Peter Sloterdijk (Allemagne) – Le philosophe allemand nietzschéen Peter Sloterdijk a livré en 2009 un essai dense sur la nature humaine, Du mußt dein Leben ändern ! La traduction française (Tu dois changer ta vie !) vient de paraître chez Libella-Maren Sell Editeurs (Paris). Il a déclaré à l’hebdomadaire Le Point du 10 mars 2011 : « Le titre de mon livre est une citation d’un poème célèbre de Rainer Maria Rilke, Torse archaïque d’Apollon. Il faut y entendre une double résonance : d’un côté, je cite un poète qui, dans une œuvre d’art, perçoit un appel d’envergure universelle, de l’autre, j’entends un impératif qui ne s’adresse qu’à moi seul. »

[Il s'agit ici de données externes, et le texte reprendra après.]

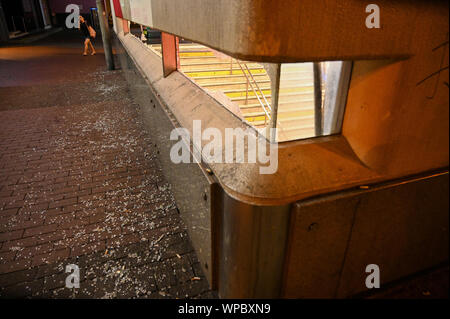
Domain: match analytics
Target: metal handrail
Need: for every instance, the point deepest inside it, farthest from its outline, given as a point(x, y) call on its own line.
point(254, 91)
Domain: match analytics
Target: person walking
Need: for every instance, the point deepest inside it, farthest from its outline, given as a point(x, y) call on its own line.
point(88, 36)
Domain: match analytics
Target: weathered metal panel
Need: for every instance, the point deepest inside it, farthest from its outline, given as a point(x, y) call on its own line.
point(400, 226)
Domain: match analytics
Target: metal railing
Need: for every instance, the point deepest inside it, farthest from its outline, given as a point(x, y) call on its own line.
point(252, 83)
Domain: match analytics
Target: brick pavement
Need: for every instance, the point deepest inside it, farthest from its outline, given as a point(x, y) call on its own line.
point(80, 183)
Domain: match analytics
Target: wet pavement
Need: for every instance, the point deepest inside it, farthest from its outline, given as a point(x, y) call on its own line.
point(80, 183)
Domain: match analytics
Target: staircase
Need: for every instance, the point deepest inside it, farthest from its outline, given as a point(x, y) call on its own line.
point(216, 72)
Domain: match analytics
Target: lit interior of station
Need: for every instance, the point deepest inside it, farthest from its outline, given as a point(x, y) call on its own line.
point(362, 139)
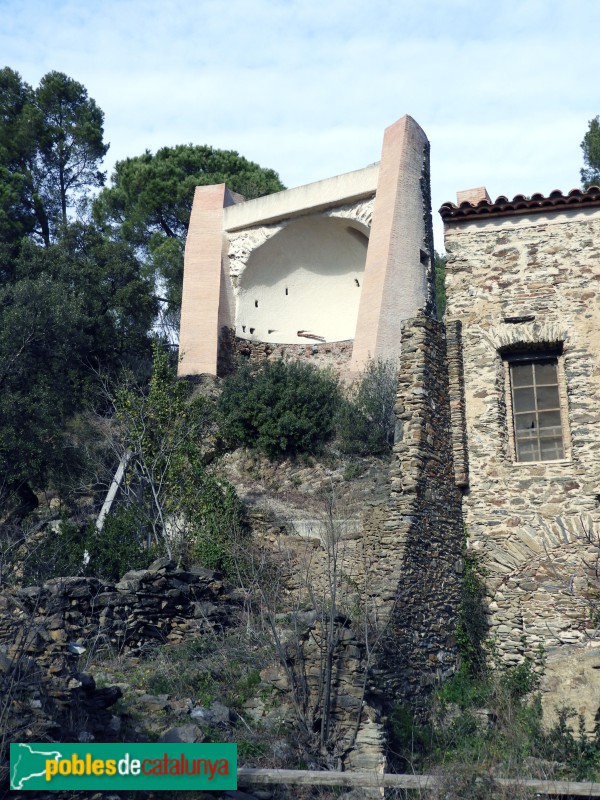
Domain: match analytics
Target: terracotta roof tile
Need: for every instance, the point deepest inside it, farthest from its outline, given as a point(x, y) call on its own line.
point(503, 207)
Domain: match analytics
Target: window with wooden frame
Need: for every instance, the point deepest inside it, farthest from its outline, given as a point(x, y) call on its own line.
point(536, 406)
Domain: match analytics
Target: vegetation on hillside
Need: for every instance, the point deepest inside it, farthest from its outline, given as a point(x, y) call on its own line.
point(590, 172)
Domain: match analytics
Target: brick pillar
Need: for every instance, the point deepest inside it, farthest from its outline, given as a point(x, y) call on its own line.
point(199, 328)
point(398, 267)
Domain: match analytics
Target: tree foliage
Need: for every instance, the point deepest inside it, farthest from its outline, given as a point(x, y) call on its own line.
point(280, 407)
point(590, 173)
point(366, 422)
point(150, 199)
point(181, 505)
point(67, 313)
point(51, 144)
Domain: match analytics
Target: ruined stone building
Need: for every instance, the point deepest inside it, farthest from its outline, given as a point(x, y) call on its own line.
point(498, 429)
point(523, 315)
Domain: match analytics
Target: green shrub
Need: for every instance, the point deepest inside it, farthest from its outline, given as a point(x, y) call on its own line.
point(119, 547)
point(55, 554)
point(473, 626)
point(280, 407)
point(365, 422)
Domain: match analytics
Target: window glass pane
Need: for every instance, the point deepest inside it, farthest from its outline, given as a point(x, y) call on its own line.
point(522, 374)
point(526, 422)
point(537, 428)
point(547, 397)
point(527, 451)
point(549, 419)
point(524, 399)
point(545, 372)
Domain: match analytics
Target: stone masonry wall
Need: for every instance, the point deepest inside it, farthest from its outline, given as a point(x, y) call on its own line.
point(44, 630)
point(518, 283)
point(232, 349)
point(417, 557)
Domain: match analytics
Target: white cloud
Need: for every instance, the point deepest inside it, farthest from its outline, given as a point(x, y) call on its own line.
point(503, 90)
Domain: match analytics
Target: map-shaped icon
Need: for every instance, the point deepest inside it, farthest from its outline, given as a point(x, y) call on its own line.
point(28, 763)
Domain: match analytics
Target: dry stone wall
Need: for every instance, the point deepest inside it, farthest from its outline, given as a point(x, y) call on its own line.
point(523, 283)
point(45, 629)
point(417, 554)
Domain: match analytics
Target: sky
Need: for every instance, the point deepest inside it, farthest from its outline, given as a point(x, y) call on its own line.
point(504, 90)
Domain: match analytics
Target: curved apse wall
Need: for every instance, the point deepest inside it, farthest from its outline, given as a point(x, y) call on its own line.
point(305, 279)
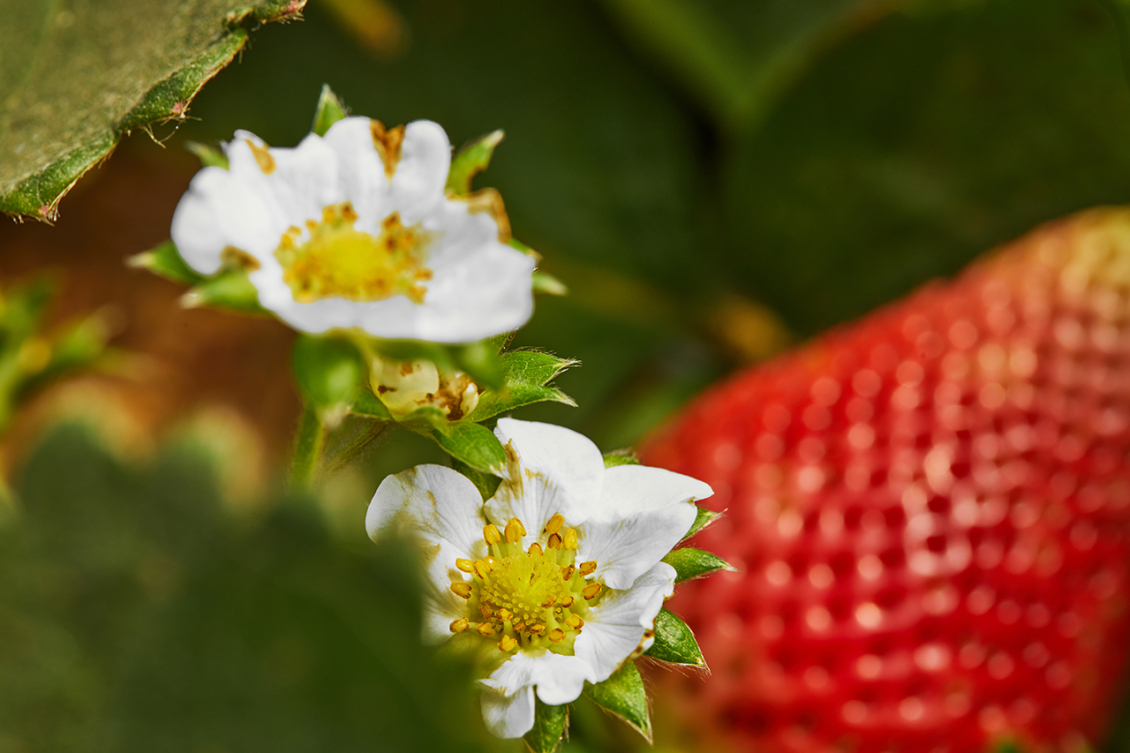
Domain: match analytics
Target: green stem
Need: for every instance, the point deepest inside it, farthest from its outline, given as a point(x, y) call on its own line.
point(307, 449)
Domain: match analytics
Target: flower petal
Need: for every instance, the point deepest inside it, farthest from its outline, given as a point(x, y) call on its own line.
point(433, 501)
point(219, 211)
point(509, 716)
point(361, 170)
point(425, 158)
point(643, 513)
point(617, 624)
point(558, 678)
point(555, 470)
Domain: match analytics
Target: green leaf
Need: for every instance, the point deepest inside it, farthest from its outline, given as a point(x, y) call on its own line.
point(208, 156)
point(486, 483)
point(675, 642)
point(370, 406)
point(704, 518)
point(469, 161)
point(78, 77)
point(330, 372)
point(329, 111)
point(481, 362)
point(227, 290)
point(526, 375)
point(471, 443)
point(690, 563)
point(166, 261)
point(620, 458)
point(548, 284)
point(624, 695)
point(549, 723)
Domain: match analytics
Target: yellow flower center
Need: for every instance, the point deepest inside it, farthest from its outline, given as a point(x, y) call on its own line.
point(338, 261)
point(528, 599)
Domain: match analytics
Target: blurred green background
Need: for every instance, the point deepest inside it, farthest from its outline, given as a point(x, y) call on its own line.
point(713, 179)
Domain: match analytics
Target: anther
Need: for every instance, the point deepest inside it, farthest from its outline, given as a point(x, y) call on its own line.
point(555, 524)
point(514, 530)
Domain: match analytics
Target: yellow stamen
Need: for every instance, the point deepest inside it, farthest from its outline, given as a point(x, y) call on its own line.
point(555, 524)
point(514, 530)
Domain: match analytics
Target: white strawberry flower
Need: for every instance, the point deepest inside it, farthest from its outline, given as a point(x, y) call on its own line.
point(354, 230)
point(558, 574)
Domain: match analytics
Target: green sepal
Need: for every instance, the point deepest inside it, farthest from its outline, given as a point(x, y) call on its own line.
point(675, 642)
point(690, 563)
point(486, 483)
point(208, 156)
point(227, 290)
point(704, 518)
point(549, 285)
point(549, 724)
point(166, 261)
point(620, 458)
point(624, 695)
point(414, 351)
point(328, 112)
point(470, 161)
point(483, 363)
point(470, 443)
point(526, 377)
point(330, 372)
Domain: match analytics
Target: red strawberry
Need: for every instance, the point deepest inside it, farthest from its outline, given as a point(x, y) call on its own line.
point(931, 513)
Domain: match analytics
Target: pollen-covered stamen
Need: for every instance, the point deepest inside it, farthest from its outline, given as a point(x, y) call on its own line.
point(331, 259)
point(529, 598)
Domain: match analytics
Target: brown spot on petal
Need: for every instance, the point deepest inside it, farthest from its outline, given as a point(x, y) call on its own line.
point(489, 201)
point(388, 144)
point(234, 257)
point(262, 156)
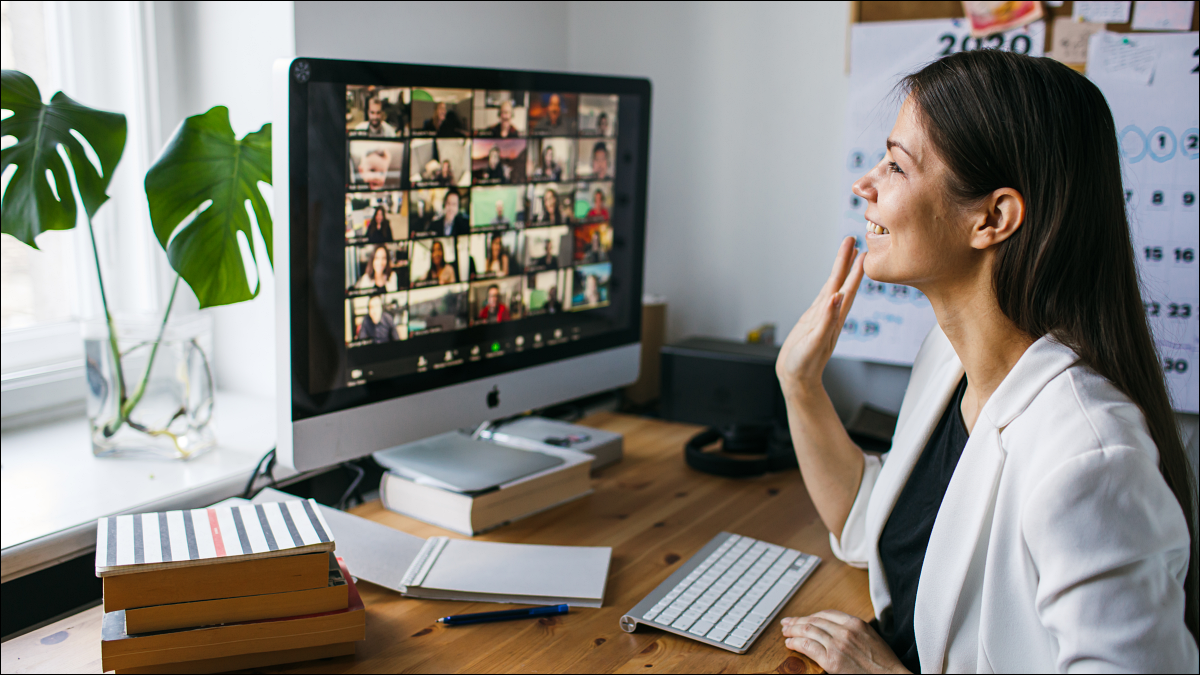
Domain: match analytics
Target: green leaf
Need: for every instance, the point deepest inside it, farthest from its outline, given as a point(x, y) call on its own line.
point(30, 205)
point(204, 161)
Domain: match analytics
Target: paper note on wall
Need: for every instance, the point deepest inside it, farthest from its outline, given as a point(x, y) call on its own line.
point(1157, 129)
point(888, 322)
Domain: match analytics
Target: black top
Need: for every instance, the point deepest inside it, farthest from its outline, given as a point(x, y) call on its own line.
point(906, 535)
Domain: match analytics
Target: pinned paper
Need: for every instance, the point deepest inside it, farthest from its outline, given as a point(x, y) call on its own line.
point(1101, 12)
point(1122, 58)
point(1071, 40)
point(989, 18)
point(1162, 16)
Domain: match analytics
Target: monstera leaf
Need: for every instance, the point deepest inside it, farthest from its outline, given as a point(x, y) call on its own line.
point(205, 167)
point(33, 203)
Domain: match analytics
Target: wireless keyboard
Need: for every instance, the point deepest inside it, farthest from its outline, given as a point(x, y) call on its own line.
point(726, 593)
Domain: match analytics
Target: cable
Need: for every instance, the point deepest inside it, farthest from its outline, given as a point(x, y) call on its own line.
point(354, 484)
point(259, 470)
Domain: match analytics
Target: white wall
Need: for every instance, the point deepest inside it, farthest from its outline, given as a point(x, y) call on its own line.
point(221, 53)
point(501, 35)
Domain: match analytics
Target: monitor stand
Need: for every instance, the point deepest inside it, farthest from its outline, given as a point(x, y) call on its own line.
point(462, 463)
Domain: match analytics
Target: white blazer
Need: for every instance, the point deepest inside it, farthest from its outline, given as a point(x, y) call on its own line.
point(1059, 545)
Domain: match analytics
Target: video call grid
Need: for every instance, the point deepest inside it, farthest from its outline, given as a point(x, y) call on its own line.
point(474, 207)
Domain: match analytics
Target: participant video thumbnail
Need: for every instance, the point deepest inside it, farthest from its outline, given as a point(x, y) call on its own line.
point(497, 208)
point(591, 285)
point(595, 159)
point(551, 203)
point(547, 292)
point(442, 112)
point(592, 202)
point(437, 310)
point(496, 302)
point(593, 243)
point(499, 114)
point(547, 248)
point(376, 217)
point(378, 318)
point(553, 113)
point(376, 165)
point(443, 162)
point(598, 114)
point(439, 211)
point(376, 112)
point(498, 161)
point(551, 159)
point(376, 268)
point(436, 262)
point(495, 255)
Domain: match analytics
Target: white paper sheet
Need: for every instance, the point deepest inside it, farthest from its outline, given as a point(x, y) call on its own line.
point(1156, 124)
point(888, 322)
point(1162, 16)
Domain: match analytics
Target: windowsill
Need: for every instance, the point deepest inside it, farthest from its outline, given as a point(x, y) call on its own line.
point(52, 489)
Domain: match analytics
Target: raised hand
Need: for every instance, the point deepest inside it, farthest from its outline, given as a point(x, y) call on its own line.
point(804, 354)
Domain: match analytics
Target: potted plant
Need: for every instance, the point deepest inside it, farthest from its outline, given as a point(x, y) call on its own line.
point(149, 387)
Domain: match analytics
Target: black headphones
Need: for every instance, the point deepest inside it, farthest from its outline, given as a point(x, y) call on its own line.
point(771, 441)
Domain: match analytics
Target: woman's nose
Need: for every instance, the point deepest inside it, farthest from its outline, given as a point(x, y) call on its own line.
point(865, 187)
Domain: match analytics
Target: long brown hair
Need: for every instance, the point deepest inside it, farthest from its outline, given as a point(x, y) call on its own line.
point(1000, 119)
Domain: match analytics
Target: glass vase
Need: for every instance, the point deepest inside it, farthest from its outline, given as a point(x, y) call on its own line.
point(160, 401)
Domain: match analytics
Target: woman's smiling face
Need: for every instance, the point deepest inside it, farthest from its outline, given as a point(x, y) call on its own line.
point(915, 232)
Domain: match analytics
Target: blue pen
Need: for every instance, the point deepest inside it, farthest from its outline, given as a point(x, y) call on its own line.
point(504, 615)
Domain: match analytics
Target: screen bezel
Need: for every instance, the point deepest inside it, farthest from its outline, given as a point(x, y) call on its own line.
point(306, 404)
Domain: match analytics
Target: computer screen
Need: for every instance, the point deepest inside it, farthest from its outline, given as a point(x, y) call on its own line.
point(454, 223)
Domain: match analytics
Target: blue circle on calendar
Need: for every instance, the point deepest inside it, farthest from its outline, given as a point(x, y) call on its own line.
point(1162, 144)
point(1125, 151)
point(1191, 147)
point(857, 161)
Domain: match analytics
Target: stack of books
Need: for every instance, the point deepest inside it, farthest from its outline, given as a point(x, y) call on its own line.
point(223, 589)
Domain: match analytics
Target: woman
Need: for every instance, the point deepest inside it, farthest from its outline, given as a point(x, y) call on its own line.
point(378, 230)
point(377, 326)
point(497, 258)
point(549, 169)
point(447, 174)
point(1035, 512)
point(379, 275)
point(550, 213)
point(598, 210)
point(439, 270)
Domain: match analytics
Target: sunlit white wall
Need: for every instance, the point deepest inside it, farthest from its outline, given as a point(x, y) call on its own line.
point(221, 54)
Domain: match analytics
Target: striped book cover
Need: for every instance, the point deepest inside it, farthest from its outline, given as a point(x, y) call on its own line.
point(143, 542)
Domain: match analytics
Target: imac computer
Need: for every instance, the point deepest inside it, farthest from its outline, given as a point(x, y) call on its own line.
point(451, 245)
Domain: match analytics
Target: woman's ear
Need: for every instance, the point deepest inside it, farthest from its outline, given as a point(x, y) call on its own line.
point(1003, 211)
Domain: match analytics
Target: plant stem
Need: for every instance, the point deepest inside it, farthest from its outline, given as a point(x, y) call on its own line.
point(129, 405)
point(112, 426)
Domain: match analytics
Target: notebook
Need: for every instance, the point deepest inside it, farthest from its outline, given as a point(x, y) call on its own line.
point(227, 532)
point(456, 569)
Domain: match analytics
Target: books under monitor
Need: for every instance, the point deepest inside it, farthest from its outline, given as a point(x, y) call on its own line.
point(411, 493)
point(444, 568)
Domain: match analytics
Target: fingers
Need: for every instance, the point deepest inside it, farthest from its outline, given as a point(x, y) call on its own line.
point(841, 264)
point(850, 287)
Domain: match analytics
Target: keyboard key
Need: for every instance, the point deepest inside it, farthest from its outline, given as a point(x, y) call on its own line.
point(751, 622)
point(771, 601)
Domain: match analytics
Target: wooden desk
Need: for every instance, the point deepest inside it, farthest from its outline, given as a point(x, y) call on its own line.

Et vous, êtes-vous normal ? (Pierre Lepère) – Avec ce titre interpellant, le dossier du n°47 (mars 2011) de Philosophie Magazine contient le témoignage de Pierre Lepère, « écrivain injustement méconnu », qui a publié en 2008 le recueil de poèmes Cœur citadelle (éditions de la Différence, Paris). Il a vécu dans la rue de 1965 à 1968 : « (…) Sur de grandes feuilles d’écolier quadrillées, je griffonnais des petits poèmes et les distribuais ensuite. Je me moquais bien que mes quatrains fussent bons ou mauvais, espérant seulement qu’ils fussent plus vivants que moi ! A ma grande surprise, la poésie était une monnaie qui avait cours dans les milieux interlopes où je naviguais à vue. Leurs espoirs et leurs passions, mes partenaires de famine les retrouvaient aussi intacts sous ma plume débutante que dans leurs rêves, et ils me le murmuraient en m’étreignant de toutes leurs pauvres forces comme si je les avais couverts d’or. »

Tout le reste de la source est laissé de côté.